While the initial target had aimed to see a proportionate number of international students enrolled, Green said the University is expecting that goal will change because of the pandemic.

One strategy under consideration is to adjust enrollment targets by filling in the loss to international enrollment with a higher number of domestic students. For 2020-21, the total first-year direct-entry enrollment target across the University remains 4,786 students.

“We are looking at scenarios where our offer plan may need to change in order to achieve our target,” Green said. “[I]f we’re not able to successfully achieve the expected proportion of international students, it will have an impact on the budget.”

The University is also concerned with how the pandemic will impact enrolment of first-generation students.

In 2019-20, 3.9 per cent of incoming students were self-identified first-generation. This year, the University is tracking that number to be closer to 4.6 per cent. 
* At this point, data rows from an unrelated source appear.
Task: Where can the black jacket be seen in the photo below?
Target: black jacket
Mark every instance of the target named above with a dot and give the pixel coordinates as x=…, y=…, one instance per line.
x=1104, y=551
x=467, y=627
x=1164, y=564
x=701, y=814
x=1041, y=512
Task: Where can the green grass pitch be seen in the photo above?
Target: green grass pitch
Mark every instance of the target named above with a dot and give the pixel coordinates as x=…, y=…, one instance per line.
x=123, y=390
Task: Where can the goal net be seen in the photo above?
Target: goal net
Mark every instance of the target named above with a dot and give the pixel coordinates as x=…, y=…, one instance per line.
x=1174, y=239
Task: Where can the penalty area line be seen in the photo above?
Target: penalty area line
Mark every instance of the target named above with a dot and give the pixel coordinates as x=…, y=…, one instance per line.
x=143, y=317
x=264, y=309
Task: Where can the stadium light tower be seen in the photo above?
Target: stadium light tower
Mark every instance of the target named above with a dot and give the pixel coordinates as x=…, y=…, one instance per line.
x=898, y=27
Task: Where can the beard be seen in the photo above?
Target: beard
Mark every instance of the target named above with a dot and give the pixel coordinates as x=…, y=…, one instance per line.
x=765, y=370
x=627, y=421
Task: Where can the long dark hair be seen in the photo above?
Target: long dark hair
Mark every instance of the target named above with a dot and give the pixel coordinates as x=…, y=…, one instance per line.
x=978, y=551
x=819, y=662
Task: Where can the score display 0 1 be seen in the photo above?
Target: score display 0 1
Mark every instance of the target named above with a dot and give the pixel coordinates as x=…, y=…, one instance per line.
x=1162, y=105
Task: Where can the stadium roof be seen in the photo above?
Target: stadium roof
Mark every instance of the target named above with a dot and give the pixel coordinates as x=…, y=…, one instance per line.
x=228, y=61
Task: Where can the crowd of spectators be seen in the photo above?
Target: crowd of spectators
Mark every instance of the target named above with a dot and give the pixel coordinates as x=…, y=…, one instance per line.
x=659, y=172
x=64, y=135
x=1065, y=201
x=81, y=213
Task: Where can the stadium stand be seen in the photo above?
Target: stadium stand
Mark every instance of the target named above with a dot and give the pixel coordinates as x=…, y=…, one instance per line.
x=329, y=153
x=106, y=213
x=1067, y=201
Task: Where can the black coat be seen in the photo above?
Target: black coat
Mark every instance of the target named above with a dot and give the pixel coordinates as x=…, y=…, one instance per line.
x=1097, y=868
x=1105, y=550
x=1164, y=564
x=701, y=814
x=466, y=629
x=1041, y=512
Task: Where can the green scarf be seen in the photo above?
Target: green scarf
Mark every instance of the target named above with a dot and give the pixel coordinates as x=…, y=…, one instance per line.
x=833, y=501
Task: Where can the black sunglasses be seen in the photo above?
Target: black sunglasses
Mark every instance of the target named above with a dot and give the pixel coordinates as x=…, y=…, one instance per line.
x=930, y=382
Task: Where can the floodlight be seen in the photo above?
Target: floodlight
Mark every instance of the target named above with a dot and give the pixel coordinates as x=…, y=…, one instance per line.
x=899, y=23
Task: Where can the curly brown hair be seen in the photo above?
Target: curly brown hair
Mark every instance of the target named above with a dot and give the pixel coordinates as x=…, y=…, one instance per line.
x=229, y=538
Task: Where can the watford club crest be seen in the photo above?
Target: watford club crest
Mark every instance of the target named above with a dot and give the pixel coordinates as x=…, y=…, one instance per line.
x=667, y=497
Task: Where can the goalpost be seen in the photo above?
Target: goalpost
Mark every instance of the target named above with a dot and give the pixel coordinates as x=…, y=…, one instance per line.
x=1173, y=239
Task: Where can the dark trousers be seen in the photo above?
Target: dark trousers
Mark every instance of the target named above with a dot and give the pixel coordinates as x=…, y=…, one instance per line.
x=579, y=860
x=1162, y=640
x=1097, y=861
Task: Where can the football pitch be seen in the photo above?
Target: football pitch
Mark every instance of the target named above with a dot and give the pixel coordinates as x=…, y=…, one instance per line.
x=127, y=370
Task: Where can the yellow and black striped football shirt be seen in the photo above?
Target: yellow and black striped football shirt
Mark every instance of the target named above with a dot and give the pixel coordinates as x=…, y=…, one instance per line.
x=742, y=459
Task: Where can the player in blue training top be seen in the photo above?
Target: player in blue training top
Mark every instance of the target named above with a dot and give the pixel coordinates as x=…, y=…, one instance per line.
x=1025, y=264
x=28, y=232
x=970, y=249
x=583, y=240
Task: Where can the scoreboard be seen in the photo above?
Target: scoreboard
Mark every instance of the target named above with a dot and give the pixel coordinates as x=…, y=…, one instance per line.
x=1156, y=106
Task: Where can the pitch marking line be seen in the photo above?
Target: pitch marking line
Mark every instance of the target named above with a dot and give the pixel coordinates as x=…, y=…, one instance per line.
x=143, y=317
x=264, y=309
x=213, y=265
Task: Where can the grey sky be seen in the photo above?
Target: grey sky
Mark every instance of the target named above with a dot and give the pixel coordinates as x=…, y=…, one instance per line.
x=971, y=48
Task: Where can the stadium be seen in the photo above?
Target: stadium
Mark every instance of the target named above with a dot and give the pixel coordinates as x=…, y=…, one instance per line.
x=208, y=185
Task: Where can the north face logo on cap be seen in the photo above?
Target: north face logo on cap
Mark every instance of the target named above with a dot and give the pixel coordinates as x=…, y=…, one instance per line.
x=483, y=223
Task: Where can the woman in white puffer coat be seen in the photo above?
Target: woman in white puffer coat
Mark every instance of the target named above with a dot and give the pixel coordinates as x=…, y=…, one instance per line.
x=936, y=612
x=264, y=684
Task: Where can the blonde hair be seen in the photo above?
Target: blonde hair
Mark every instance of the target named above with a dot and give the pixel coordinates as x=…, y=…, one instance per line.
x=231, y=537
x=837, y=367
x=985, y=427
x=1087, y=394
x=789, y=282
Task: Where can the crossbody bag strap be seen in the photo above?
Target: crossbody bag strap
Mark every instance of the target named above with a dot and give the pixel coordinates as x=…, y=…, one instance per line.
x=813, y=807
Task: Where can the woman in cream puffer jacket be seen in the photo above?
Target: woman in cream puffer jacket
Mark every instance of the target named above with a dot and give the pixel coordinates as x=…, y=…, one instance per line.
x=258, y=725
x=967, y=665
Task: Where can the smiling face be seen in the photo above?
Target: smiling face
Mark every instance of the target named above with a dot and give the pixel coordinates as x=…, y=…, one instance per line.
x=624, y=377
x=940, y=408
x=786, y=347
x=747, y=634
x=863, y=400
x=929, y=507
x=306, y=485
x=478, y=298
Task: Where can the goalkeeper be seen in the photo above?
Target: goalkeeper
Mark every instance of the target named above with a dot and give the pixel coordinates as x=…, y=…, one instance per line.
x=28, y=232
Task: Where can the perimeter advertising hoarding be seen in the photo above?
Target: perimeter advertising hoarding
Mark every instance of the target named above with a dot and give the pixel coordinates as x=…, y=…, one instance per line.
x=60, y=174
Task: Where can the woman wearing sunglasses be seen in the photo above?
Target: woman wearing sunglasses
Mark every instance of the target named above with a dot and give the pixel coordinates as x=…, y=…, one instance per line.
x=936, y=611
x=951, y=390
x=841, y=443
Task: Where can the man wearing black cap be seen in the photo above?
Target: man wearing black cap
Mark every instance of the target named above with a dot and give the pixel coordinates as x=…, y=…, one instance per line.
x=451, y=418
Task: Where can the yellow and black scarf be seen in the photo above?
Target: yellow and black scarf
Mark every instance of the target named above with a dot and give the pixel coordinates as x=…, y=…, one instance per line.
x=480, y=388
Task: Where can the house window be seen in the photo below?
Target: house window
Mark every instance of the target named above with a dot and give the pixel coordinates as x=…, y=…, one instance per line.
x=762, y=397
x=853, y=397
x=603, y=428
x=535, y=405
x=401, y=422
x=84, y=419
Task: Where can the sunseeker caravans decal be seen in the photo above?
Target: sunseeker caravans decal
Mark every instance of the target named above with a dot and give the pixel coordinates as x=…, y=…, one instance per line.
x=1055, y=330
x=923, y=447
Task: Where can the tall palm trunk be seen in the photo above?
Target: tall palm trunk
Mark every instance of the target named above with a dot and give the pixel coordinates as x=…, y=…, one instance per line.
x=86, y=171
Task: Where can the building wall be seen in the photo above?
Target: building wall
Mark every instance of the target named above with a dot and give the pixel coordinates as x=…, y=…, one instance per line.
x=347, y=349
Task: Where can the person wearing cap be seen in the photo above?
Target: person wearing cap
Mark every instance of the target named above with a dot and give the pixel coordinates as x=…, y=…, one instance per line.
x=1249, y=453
“[O]ur number of first-generation students has gone up, as have the offers,” Ann Tierney, vice-provost and dean of student affairs, said to Senate. “Of course, we won’t know the results until June 1, which is the acceptance date.”

Tierney said the financial challenges created by COVID-19 are expected to be particularly difficult for first-generation students, and the Office of Advancement is working to provide more funding to bursary programs.

In September, the University launched the Promise Scholars program to provide local youth with a comprehensive financial aid package. They were able to offer the full package to five students and have also come up with other funding to offer a bursary to an additional five local youth.

“The changes to OSAP in previous years have added some challenges for students trying to access [funding],” Tierney said. “[W]e’re hopeful there will be additional OSAP benefits and plans [with COVID-19].”